Le petit pas de côté

 

« Il le regarda et il l’aima ». Bien sûr que Jésus avait vu le jeune homme qui lui parlait. Mais ce passage du voir au regarder donne le véritable plan d’une relation possible : il y a, à travers cet échange, de nouveaux horizons qui s’ouvrent. La mention de l’amour donne la profondeur de l’intention et le potentiel qu’elle contient. Il y a dans cette attitude non verbale un message fort que l’homme peut suivre et qui se traduira par le recul à prendre sur sa richesse matérielle. La même intention avait été apportée jadis par Dieu à Caïn miné par la jalousie : « Tu peux dominer sur ton désir ». Mais comme avec Caïn, le regard n’a pas été soutenu, le conseil n’a pas eu de suite, l’amour n’a pas eu de sujet pour se vivre. Pourtant, l’essentiel se disait dans les interstices des mots, dans la faculté de faire un pas de côté dans son existence pour prendre conscience du sens de la vie.

 

Si certains ont besoin de la qualité d’une démonstration et de peser le sens des mots, d’autres – comme cette paroissienne assistant au culte – vivent de l’espace entre les mots et ont besoin que la liturgie ménage des temps de silence ; d’autres encore sont sensibles à l’ambiance.
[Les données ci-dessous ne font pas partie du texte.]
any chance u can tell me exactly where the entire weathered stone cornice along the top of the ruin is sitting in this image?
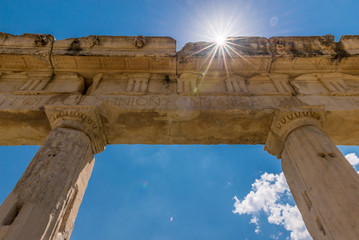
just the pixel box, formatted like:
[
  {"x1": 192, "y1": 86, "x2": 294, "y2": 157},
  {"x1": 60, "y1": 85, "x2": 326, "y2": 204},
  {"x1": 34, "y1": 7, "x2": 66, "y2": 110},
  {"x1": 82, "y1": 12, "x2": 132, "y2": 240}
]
[{"x1": 0, "y1": 33, "x2": 359, "y2": 74}]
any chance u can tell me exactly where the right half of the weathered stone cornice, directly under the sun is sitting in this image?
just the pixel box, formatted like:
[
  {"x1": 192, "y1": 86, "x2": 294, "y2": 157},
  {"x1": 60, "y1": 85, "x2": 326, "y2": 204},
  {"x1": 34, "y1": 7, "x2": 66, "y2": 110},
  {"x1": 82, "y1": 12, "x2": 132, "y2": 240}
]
[{"x1": 177, "y1": 35, "x2": 359, "y2": 76}]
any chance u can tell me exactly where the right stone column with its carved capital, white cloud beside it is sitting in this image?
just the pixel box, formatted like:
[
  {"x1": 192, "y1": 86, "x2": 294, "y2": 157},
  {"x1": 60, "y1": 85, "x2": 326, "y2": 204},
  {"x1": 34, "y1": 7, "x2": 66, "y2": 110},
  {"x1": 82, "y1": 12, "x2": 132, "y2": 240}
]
[{"x1": 265, "y1": 111, "x2": 359, "y2": 240}]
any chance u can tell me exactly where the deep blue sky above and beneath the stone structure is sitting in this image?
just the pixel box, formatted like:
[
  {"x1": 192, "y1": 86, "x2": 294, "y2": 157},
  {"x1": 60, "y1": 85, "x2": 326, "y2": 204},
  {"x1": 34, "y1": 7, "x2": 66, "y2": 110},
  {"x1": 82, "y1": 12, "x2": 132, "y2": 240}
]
[{"x1": 0, "y1": 0, "x2": 359, "y2": 240}]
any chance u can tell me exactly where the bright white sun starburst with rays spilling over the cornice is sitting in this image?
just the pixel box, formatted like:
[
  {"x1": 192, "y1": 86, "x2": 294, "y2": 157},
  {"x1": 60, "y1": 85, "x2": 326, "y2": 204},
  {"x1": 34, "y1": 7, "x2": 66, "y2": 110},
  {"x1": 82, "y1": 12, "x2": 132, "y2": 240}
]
[{"x1": 179, "y1": 0, "x2": 255, "y2": 95}]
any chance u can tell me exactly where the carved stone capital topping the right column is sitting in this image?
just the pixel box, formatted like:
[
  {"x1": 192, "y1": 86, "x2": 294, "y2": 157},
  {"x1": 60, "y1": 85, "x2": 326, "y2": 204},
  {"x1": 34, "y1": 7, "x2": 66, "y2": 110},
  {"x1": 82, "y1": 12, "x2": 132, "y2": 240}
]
[{"x1": 264, "y1": 107, "x2": 325, "y2": 159}]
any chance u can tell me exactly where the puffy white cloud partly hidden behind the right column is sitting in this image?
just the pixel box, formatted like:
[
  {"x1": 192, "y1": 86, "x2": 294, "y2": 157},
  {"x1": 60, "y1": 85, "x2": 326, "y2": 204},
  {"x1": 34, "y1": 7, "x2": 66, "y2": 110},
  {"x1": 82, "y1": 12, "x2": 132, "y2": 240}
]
[{"x1": 233, "y1": 153, "x2": 359, "y2": 240}]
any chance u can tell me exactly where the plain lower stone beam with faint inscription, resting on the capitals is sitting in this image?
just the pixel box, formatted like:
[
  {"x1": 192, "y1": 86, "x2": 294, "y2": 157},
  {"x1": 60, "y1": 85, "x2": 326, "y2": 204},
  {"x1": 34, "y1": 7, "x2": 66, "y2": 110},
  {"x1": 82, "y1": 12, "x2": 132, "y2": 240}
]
[{"x1": 0, "y1": 95, "x2": 359, "y2": 145}]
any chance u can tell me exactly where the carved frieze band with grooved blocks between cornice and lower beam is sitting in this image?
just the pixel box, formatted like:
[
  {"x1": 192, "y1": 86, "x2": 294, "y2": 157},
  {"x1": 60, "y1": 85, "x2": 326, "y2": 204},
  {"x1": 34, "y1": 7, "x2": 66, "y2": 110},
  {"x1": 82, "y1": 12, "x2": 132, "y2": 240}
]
[{"x1": 0, "y1": 71, "x2": 359, "y2": 96}]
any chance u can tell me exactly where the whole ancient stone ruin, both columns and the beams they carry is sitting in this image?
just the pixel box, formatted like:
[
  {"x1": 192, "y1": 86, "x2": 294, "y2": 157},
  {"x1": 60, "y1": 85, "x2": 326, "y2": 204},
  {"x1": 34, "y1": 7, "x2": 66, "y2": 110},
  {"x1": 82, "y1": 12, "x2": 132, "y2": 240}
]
[{"x1": 0, "y1": 33, "x2": 359, "y2": 240}]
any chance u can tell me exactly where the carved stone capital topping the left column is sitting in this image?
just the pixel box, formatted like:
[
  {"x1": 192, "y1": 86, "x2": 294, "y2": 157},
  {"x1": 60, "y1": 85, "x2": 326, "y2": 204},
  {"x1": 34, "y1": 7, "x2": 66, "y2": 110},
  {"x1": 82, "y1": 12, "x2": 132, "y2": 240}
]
[{"x1": 45, "y1": 105, "x2": 107, "y2": 154}]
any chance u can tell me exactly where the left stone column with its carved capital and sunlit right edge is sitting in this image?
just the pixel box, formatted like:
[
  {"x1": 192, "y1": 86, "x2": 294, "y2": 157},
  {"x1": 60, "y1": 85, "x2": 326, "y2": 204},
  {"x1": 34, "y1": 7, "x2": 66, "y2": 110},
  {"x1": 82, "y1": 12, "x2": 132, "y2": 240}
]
[{"x1": 0, "y1": 106, "x2": 106, "y2": 240}]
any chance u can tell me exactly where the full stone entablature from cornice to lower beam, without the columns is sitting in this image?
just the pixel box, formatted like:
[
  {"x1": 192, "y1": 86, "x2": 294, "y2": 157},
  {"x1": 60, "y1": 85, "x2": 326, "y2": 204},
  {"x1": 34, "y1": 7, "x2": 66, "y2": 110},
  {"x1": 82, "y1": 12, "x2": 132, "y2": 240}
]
[{"x1": 0, "y1": 33, "x2": 359, "y2": 145}]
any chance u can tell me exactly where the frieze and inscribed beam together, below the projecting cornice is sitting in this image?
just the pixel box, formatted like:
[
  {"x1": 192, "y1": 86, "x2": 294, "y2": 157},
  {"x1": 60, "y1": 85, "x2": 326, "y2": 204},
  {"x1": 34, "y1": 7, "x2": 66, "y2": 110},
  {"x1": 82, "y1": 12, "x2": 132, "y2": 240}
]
[{"x1": 0, "y1": 70, "x2": 359, "y2": 145}]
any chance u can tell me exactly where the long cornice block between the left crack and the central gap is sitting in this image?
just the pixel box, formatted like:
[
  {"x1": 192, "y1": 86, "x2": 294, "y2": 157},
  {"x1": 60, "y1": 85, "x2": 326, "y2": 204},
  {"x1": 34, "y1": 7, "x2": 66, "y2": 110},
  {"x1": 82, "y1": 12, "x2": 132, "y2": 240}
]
[{"x1": 51, "y1": 36, "x2": 176, "y2": 77}]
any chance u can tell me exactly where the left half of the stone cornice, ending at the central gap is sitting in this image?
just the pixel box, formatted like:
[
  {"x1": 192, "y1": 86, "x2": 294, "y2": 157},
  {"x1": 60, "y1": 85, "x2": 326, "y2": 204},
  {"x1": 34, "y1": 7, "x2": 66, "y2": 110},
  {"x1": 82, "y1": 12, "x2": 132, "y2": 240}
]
[{"x1": 0, "y1": 33, "x2": 176, "y2": 74}]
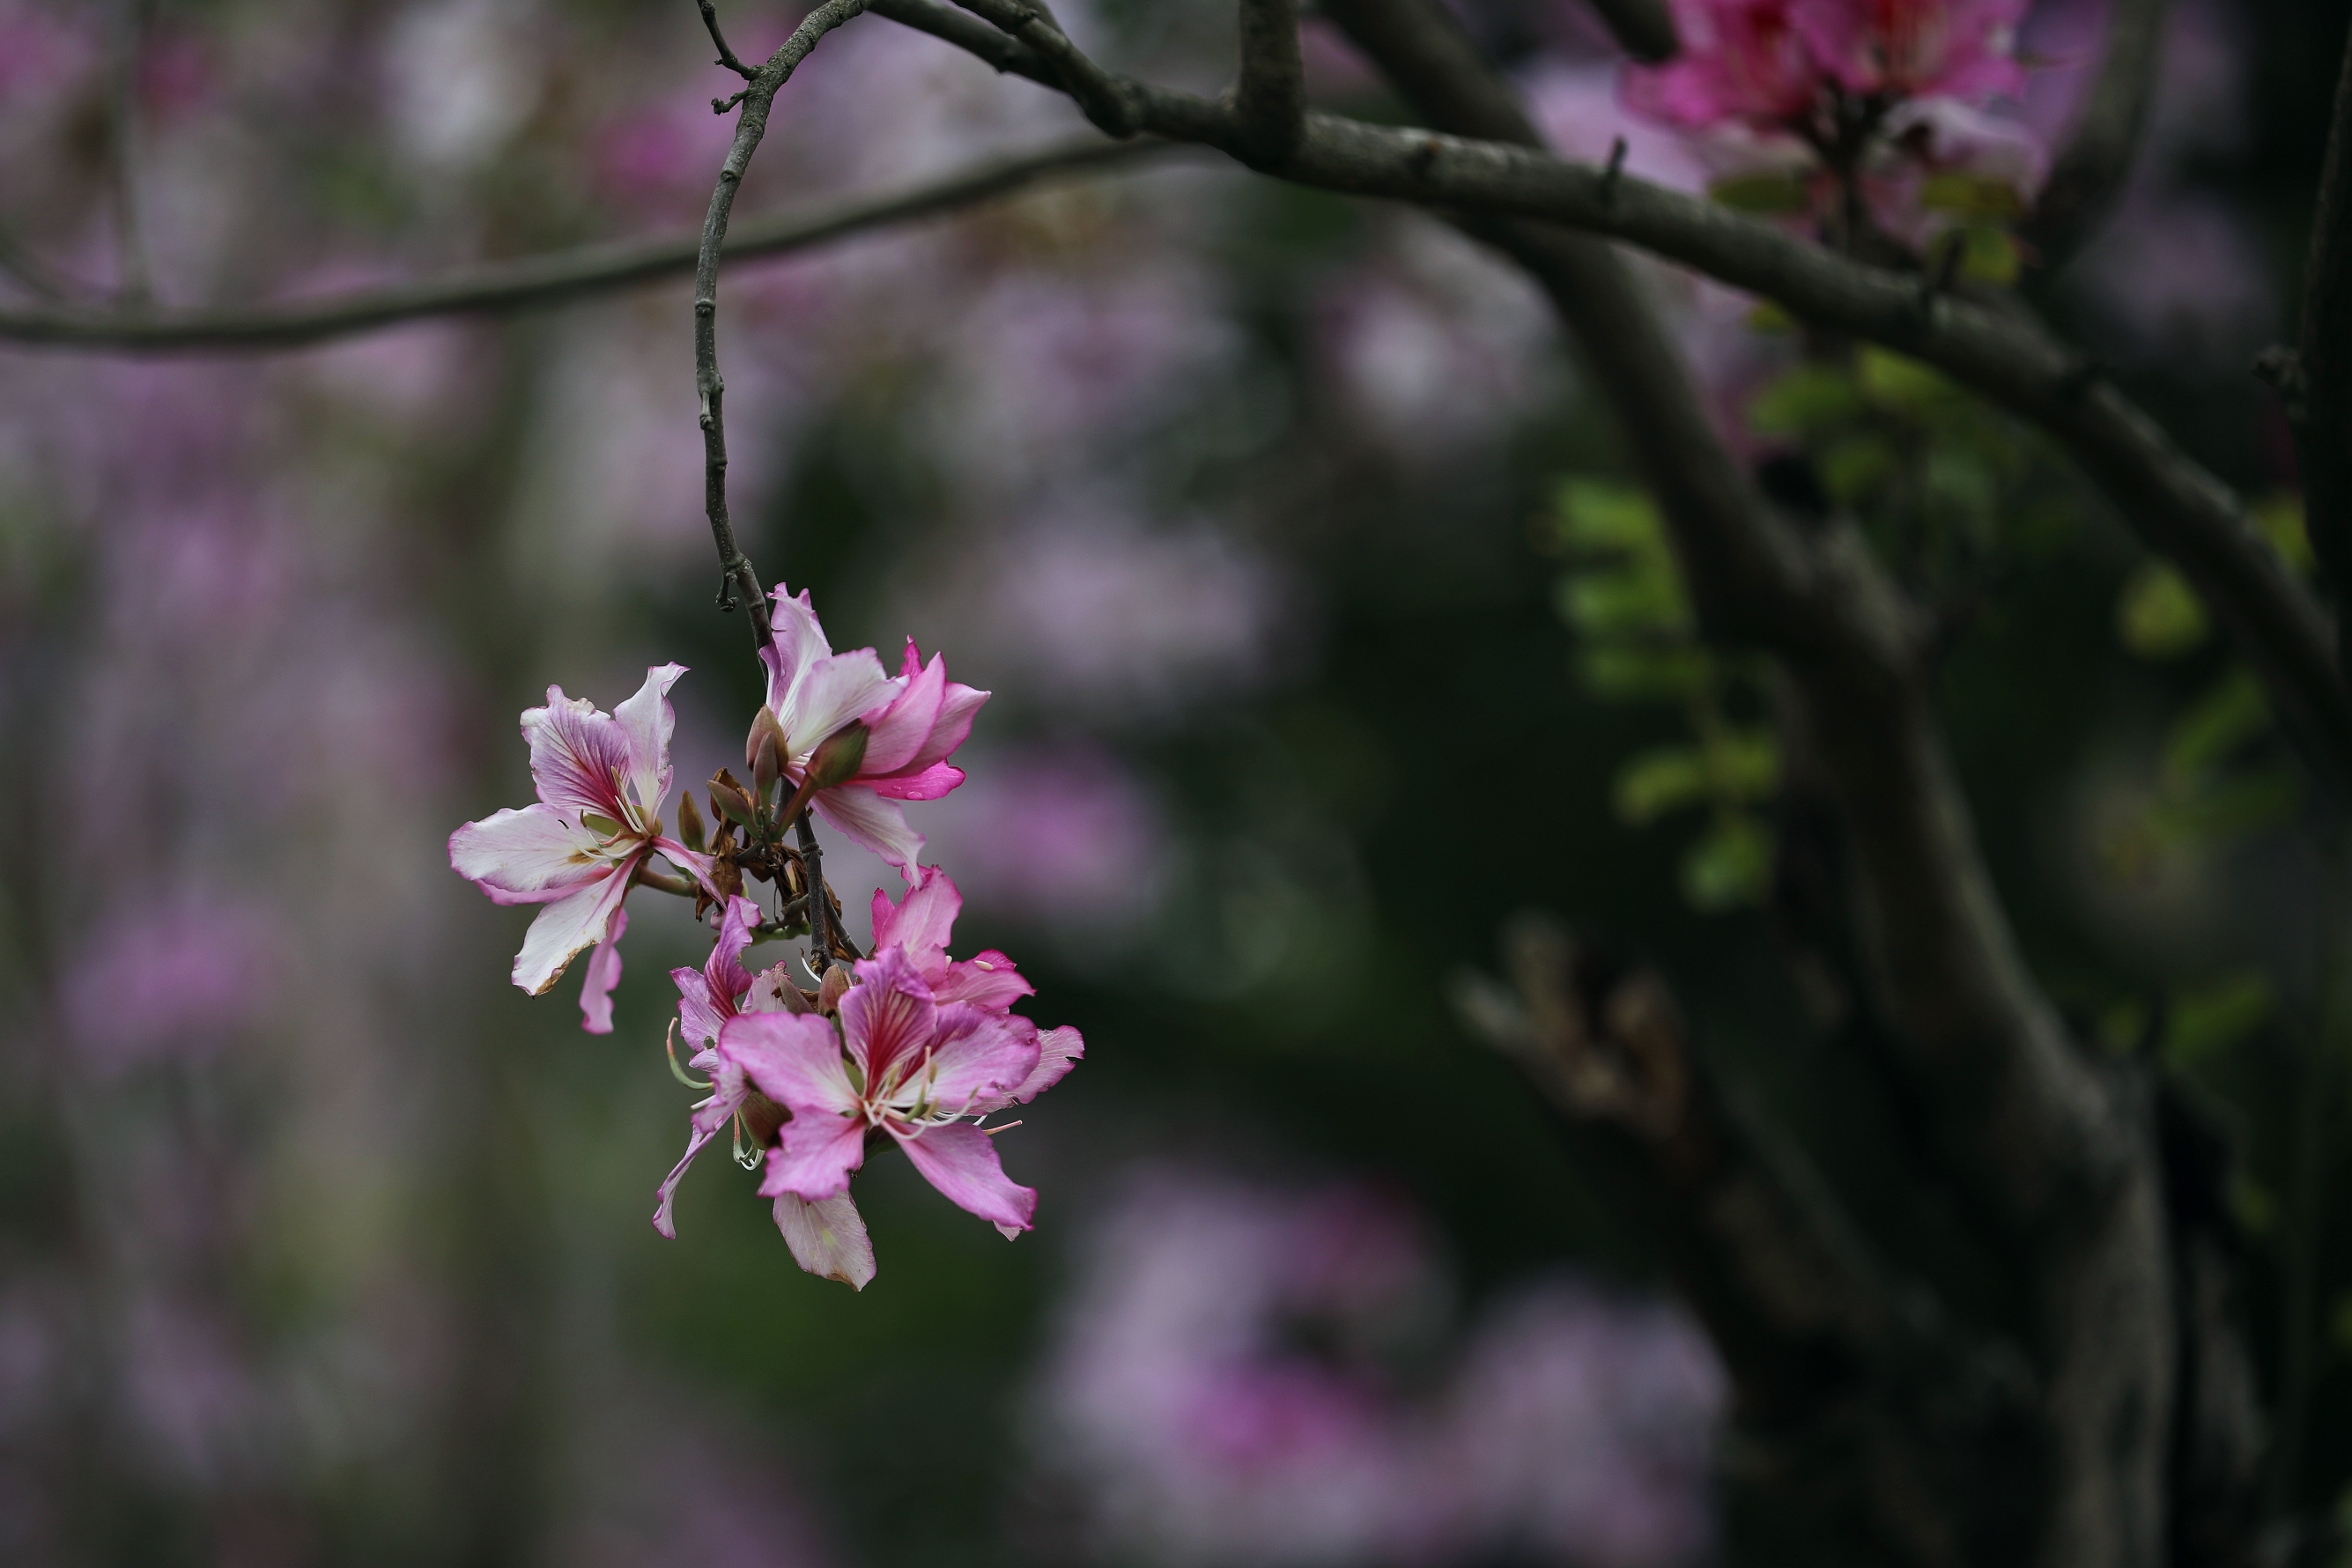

Pour eux, ce sont les interstices de la vie quotidienne qui lui donnent sa force : les discussions de couloir lors d’un synode, quelques minutes prises pour observer une fleur, quelques mots échappés du cœur lors d’un trajet en voiture ou par sms, un regard ou un sourire échangé avec un inconnu, un pain au chocolat dégusté dans une gare entre deux trains… La vie est là, son sens apparaît au détour du chemin et se fait Évangile.